Catrina came up behind him. “Like father, like son.”
“What’s that?”
“Hans’s birth father was Peter Mast, was he not?”
“Yes,” Felix said. “He left our church years ago. Almost the day after his father Isaac was buried.”
“I remember. And I remember my mother saying that Peter Mast was always shaking his fists at God.”
As she tied her cloak, Felix thought she had just summed up Hans’s hostility. He was shaking his fists at God. A dangerous thing to do.
17
Beacon Hollow
December 9, 1763
As the weeks passed, Anna was pleased to see that Betsy grew stronger. She seemed less bewildered by her circumstances and more at home among them. Though she rarely spoke of her time with the Indians, it was obvious that she’d been strongly affected by her time among them. She’d even adopted some mannerisms that reminded Anna of the Conestogas. Hans had noticed, too, and was not shy to voice his disapproval.

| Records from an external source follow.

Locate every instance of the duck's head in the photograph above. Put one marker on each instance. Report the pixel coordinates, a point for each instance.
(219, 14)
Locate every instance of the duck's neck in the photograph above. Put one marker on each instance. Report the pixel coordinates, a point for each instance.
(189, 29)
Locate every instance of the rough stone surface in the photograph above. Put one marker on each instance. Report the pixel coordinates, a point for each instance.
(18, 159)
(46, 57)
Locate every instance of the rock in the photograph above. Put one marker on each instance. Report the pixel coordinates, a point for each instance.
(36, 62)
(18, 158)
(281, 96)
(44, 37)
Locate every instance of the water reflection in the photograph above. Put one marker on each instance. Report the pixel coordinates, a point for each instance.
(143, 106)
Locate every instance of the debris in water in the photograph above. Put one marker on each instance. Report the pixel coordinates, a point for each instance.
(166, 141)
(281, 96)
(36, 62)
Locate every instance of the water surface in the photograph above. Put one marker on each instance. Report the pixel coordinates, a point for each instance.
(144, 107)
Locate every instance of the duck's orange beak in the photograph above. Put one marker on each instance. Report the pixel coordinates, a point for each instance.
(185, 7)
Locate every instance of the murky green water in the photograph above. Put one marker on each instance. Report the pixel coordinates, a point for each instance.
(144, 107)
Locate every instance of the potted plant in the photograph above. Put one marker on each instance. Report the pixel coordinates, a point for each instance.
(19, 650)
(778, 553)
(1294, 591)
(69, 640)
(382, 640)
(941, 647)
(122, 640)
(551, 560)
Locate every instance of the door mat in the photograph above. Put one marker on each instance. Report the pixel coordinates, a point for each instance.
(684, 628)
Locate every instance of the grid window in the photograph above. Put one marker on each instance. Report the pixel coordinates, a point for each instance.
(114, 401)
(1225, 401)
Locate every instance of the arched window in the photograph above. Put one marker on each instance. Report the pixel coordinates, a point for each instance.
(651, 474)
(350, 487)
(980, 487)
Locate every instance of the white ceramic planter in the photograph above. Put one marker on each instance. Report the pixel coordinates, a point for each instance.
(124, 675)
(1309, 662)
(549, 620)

For one thing, Betsy had acquired a habit of peeping under her eyebrows with her chin tucked low. She moved through a room silently, so quietly that Anna didn’t even realize she was nearby. She preferred to be outside, even if the weather was poor. More than a few times, Anna found Betsy studying the sky, eyes fixed on birds as they flew over the farm, as if she were part of their migration. The other day she had used the term moon to signify a month’s time and Hans snapped at her. “You are not with the savages any longer,” he said in a cold voice.